Background
My lab environment is supported by a KVM virtual network at each site. It includes four datacenters, more than a handful of physical machines and tens of KVM based virtual machines.
Recently, I discovered that libvirtd does some interesting things with iptables FORWARD rules. When a NAT KVM virtual network is added, the following rules will be added to the beginning of the FORWARD chain in iptables:
ACCEPT all -- anywhere 192.168.100.0/24 state RELATED,ESTABLISHED
ACCEPT all -- 192.168.100.0/24 anywhere
ACCEPT all -- anywhere anywhere
REJECT all -- anywhere anywhere reject-with icmp-port-unreachable
REJECT all -- anywhere anywhere reject-with icmp-port-unreachable
When a bridged network is added, the following rules will be added to the beginning of the FORWARD chain in iptables:
ACCEPT all -- anywhere 192.168.124.0/24
ACCEPT all -- 192.168.124.0/24 anywhere
ACCEPT all -- anywhere anywhere
REJECT all -- anywhere anywhere reject-with icmp-port-unreachable
REJECT all -- anywhere anywhere reject-with icmp-port-unreachable
Research
What makes this discovery so strange is that it has been set up for nearly a year when I finally figured out what was happening. For example, every now and again, the Nagios instance at DC3 would page that virtual machines at a DC1 were not accessible. Like a good lazy sysadmin, I would just restart iptables on the DC1 router and everything would start working again for another week or so.
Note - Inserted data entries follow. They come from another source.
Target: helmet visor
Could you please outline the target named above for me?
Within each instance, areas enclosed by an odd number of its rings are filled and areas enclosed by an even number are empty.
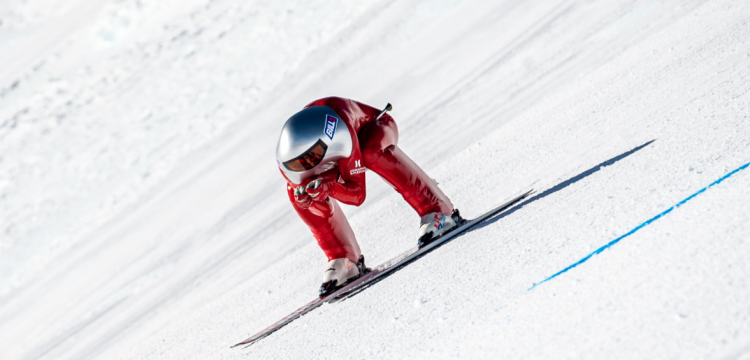
[[[291,171],[305,171],[310,170],[320,164],[328,150],[323,140],[318,140],[311,148],[307,149],[302,155],[288,161],[284,161],[282,164],[285,168]]]

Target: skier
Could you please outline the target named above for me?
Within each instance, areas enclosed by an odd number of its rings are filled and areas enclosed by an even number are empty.
[[[437,183],[398,147],[398,128],[387,110],[390,104],[381,112],[328,97],[305,106],[281,130],[276,160],[289,200],[328,257],[321,297],[369,270],[335,201],[361,205],[367,169],[393,186],[420,216],[420,247],[462,221]]]

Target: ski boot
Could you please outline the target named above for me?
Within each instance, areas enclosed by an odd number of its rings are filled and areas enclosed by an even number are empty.
[[[320,297],[332,294],[368,272],[370,272],[370,268],[365,266],[364,255],[359,256],[359,261],[356,264],[347,258],[329,261],[327,269],[323,273],[323,284],[320,285]]]
[[[451,216],[439,212],[426,214],[420,221],[417,245],[421,248],[463,223],[464,219],[458,209],[453,210]]]

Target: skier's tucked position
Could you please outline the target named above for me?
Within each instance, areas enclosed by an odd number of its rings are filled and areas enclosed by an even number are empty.
[[[329,260],[321,296],[368,271],[335,201],[355,206],[365,201],[366,169],[419,214],[419,246],[461,222],[435,181],[399,149],[396,122],[385,110],[339,97],[316,100],[284,124],[276,159],[289,200]]]

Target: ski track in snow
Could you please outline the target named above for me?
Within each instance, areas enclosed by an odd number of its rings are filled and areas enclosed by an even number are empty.
[[[750,172],[632,232],[750,161],[748,14],[6,1],[0,358],[748,358]],[[537,195],[230,349],[316,296],[325,259],[273,152],[329,95],[392,102],[400,146],[466,217]],[[344,211],[375,266],[418,217],[368,177]]]

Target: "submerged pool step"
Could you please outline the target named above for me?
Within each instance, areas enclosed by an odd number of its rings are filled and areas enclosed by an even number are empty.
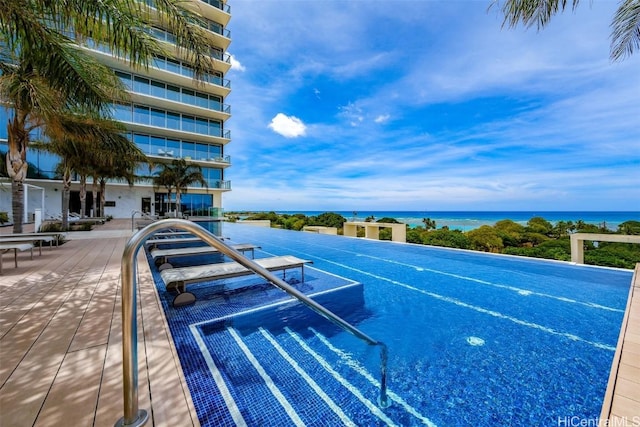
[[[224,422],[218,420],[210,425],[270,426],[278,425],[272,423],[274,419],[289,419],[231,329],[219,328],[215,332],[201,334],[196,328],[193,333],[197,340],[201,337],[201,352],[207,360],[210,375],[216,381],[217,392],[224,398],[224,406],[214,410],[219,412],[226,407],[228,411],[227,414],[215,414]],[[265,407],[269,410],[265,411]],[[198,416],[202,424],[209,425],[203,418],[210,419],[214,415],[200,412]]]
[[[233,334],[234,330],[231,331]],[[280,425],[355,426],[326,393],[323,384],[312,378],[307,367],[296,355],[289,354],[277,337],[260,328],[242,336],[242,340],[240,345],[251,351],[248,357],[255,358],[254,369],[263,371],[265,382],[272,383],[270,391],[287,410],[290,420],[282,420]]]
[[[376,393],[376,396],[379,395],[380,372],[377,365],[378,350],[376,347],[369,347],[369,351],[376,352],[374,357],[376,369],[367,369],[360,360],[337,348],[331,340],[322,333],[313,327],[308,327],[307,329],[313,334],[305,339],[307,345],[321,352],[336,372],[345,377],[349,377],[355,386],[363,390],[363,393]],[[416,409],[415,406],[420,406],[418,402],[416,402],[418,403],[417,405],[412,405],[411,402],[407,402],[394,392],[393,379],[388,379],[387,387],[387,398],[390,406],[386,408],[384,412],[389,418],[402,426],[425,425],[435,427],[434,422],[431,421],[427,415],[420,413]]]
[[[358,378],[353,373],[342,375],[337,372],[327,359],[326,352],[316,351],[308,345],[309,337],[303,338],[285,328],[277,339],[282,348],[322,385],[355,425],[400,425],[388,417],[386,410],[378,407],[376,390],[363,390],[354,382]]]
[[[204,335],[203,342],[212,350],[203,354],[214,365],[213,376],[224,382],[218,388],[226,393],[230,423],[433,425],[392,391],[391,406],[381,409],[378,372],[367,371],[315,329],[275,331],[220,325]]]

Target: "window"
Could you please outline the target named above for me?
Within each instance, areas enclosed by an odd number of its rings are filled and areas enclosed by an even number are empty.
[[[131,90],[133,88],[131,83],[131,74],[116,71],[116,75],[120,78],[120,81],[127,87],[127,89]]]
[[[180,130],[180,114],[167,112],[167,128]]]
[[[133,142],[140,148],[145,154],[155,154],[149,146],[149,135],[142,135],[139,133],[133,134]]]
[[[180,157],[180,141],[177,139],[167,139],[167,155],[170,157]]]
[[[195,105],[201,108],[209,108],[209,95],[206,93],[196,92]]]
[[[143,93],[145,95],[149,95],[150,93],[149,79],[135,76],[133,78],[133,91],[137,93]]]
[[[164,83],[151,80],[151,95],[157,96],[158,98],[164,98],[166,96],[166,92],[167,90],[165,89]]]
[[[182,157],[190,157],[196,159],[196,144],[193,142],[182,141]]]
[[[207,135],[209,133],[209,132],[207,132],[208,128],[209,128],[209,120],[196,118],[196,129],[195,129],[195,131],[197,133],[200,133],[202,135]]]
[[[199,160],[209,159],[209,146],[207,144],[196,143],[196,155],[195,158]]]
[[[193,116],[182,116],[182,130],[185,132],[196,131],[196,118]]]
[[[167,141],[160,136],[152,136],[150,139],[150,153],[158,156],[166,156]]]
[[[209,135],[211,136],[222,136],[222,124],[218,121],[211,120],[209,121]]]
[[[125,104],[113,105],[113,118],[123,122],[131,121],[131,106]]]
[[[167,99],[180,102],[180,88],[178,86],[167,85]]]
[[[133,121],[142,125],[148,125],[150,122],[149,107],[145,107],[144,105],[134,105]]]
[[[222,111],[222,98],[219,96],[211,96],[209,99],[209,109],[214,111]]]
[[[166,127],[166,112],[164,110],[151,109],[151,126]]]
[[[196,93],[189,89],[182,89],[182,102],[185,104],[195,105]]]
[[[171,71],[172,73],[180,74],[180,62],[174,61],[173,59],[167,58],[167,71]]]

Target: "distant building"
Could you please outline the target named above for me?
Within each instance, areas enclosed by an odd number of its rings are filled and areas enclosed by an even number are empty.
[[[112,67],[129,88],[131,102],[114,106],[114,118],[127,128],[127,135],[156,163],[170,163],[173,159],[185,159],[198,164],[208,184],[190,187],[182,194],[183,212],[193,215],[222,210],[222,195],[231,190],[225,180],[225,169],[231,159],[225,147],[231,141],[225,123],[231,110],[225,99],[231,92],[225,78],[231,68],[227,48],[231,43],[227,24],[231,19],[229,5],[220,0],[189,0],[189,7],[197,10],[207,21],[211,57],[216,65],[215,75],[205,81],[195,81],[188,63],[176,57],[158,57],[148,71],[134,70],[101,46],[91,46],[93,54]],[[153,35],[172,43],[173,36],[156,27]],[[6,153],[7,111],[0,109],[0,152]],[[30,148],[27,154],[30,172],[27,183],[25,216],[31,220],[34,210],[43,208],[43,218],[61,214],[62,183],[55,179],[55,155]],[[140,175],[152,175],[147,168]],[[0,211],[11,212],[11,185],[0,179]],[[91,182],[91,180],[89,180]],[[92,206],[91,184],[88,185],[87,212]],[[109,182],[106,188],[105,214],[116,218],[131,216],[132,211],[164,214],[175,210],[175,194],[167,199],[166,189],[153,188],[151,180],[136,182],[133,188],[126,183]],[[100,197],[98,197],[98,202]],[[174,203],[172,203],[174,202]],[[44,207],[42,206],[44,203]],[[71,187],[70,210],[80,211],[79,183]]]

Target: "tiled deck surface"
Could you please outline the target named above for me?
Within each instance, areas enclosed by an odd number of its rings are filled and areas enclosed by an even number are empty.
[[[70,233],[33,260],[19,254],[18,268],[4,255],[0,426],[113,426],[123,415],[119,276],[130,227],[114,220]],[[140,408],[150,413],[147,425],[199,425],[146,262],[138,273]],[[640,266],[602,417],[640,422]]]

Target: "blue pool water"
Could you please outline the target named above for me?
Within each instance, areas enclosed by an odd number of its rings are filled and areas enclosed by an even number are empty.
[[[389,347],[379,352],[257,278],[158,291],[202,425],[558,425],[599,416],[632,273],[224,224],[256,257]],[[152,270],[154,267],[152,266]],[[222,291],[220,293],[220,291]],[[229,409],[231,408],[231,409]]]

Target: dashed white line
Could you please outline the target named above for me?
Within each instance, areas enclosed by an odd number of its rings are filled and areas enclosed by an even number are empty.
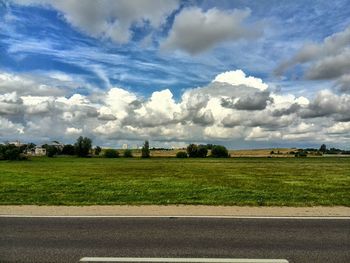
[[[130,258],[130,257],[84,257],[80,262],[157,262],[157,263],[288,263],[286,259],[249,258]]]

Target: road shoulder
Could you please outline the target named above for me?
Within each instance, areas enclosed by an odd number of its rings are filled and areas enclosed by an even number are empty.
[[[250,207],[204,205],[37,206],[3,205],[0,215],[27,216],[271,216],[350,217],[350,207]]]

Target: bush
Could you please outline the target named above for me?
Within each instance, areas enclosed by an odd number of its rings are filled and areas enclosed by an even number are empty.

Quite honestly, I had never given it too much thought, but recently something must have changed in RHEL6 because libvirtd adds these rules back much quicker than before. I started to get paged everyday, which was just too much.
The fact that my lab setup is fairly a-typical did not help the search for the cause of the problem. After several hours of experimenting with iptables and searching, I found the following Bugzilla entry explaining the problem. My next search was to find a way to make libvirtd stop adding these rules, to no avail, there is no way to stop this short of modifying the source code.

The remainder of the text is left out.